Harder mazes require more: not only say “no path,” but also prove that all reachable places have been explored. Search coverage is also scored.

A little Easter egg, three limitations

The post-training data contains no Chinese. But the model can use Chinese for visual primitives reasoning.

Given a photo of a coffee machine, asking “how to make a latte” in Chinese, it labels the steam wand, milk jug, coffee beans, latte button with coordinate annotations, then provides step-by-step instructions. Multilingual ability is inherited from the base model; training on visual primitives didn’t break it.

It can also combine visual understanding with world knowledge: given a photo of the Golden Gate Bridge, asking “Are there NBA teams nearby?” It first boxes the bridge, infers it’s San Francisco, then answers with the Golden State Warriors.

It understands humor: a natural spot on a fruit cross-section coincidentally forms a sad cat face, and the model can point out where the similarity is and explain why it’s funny.

It can give escape room guidance: box the high-up key, the chair on the floor, the locked door, and suggest “move the chair under the key → step on it to reach the key → go open the door.”

The paper honestly states what it currently cannot do.

Input resolution is limited. ViT outputs are constrained between 81 and 384 visual information units; in very detailed scenes (like counting fingers), coordinate precision isn’t enough. This might be the direct reason for the finger-counting failure during the earlier test.
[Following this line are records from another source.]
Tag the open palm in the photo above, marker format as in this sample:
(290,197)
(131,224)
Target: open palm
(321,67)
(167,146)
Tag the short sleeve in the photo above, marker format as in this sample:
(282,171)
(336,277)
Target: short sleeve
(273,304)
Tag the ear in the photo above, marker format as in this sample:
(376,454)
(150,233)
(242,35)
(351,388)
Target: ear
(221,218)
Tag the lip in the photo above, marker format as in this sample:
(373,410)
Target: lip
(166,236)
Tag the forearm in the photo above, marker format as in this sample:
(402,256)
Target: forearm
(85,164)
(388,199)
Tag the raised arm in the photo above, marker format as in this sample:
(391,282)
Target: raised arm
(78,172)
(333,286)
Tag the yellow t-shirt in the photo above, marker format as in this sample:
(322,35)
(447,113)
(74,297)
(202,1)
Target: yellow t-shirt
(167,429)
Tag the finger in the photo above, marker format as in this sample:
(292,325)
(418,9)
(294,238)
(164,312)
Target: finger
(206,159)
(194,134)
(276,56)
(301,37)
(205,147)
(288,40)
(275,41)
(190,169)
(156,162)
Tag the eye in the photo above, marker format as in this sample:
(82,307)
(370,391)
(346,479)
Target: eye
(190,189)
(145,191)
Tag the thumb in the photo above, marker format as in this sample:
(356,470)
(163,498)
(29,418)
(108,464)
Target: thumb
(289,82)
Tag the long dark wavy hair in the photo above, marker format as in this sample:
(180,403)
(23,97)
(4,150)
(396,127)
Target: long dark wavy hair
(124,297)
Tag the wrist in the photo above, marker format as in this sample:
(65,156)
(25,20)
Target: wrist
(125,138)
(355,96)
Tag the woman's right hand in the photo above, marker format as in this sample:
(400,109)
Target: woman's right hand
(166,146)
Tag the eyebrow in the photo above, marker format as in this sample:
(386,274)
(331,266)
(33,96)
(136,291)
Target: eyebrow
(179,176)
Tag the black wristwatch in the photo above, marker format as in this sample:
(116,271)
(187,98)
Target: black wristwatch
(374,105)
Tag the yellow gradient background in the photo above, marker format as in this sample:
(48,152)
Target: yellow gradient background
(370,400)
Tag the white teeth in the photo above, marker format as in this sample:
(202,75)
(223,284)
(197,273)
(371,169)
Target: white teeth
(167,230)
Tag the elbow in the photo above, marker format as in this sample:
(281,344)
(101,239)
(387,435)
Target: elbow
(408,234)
Currently, a specific trigger phrase is needed to activate the visual primitives mode. The model can’t autonomously decide “I should extend my finger for this question” without prompting.

Topological reasoning generalization is limited. It performs well on trained maze types but may fail on new spatial structures. Chen Xiaokang also mentioned in that deleted tweet:

“We’re still in the early stages; generalization in complex topological reasoning tasks isn’t perfect yet, but we’re committed to solving it.”

The finger-counting dizziness during the earlier test is a live demonstration of the Reference Gap. In images with overlapping fingers, relying solely on language to distinguish “the third from the left” versus “the second from the right” is as confusing as counting a crowd without extending your own finger—inevitably chaotic.

This paper points toward the next evolution in multimodal reasoning: anchoring mechanisms. DeepSeek achieves the same effect with only 90 information units that others require thousands of tokens for, saving computational resources to let the model “think while pointing.”

The resolution arms race can slow down; teaching the model to extend a finger is more effective than equipping it with more expensive glasses.

After the whale opened its eyes, it grew fingers. The 66.9% maze accuracy is still far from perfect, but at least it’s walking seriously, unlike those neighbors flipping coins.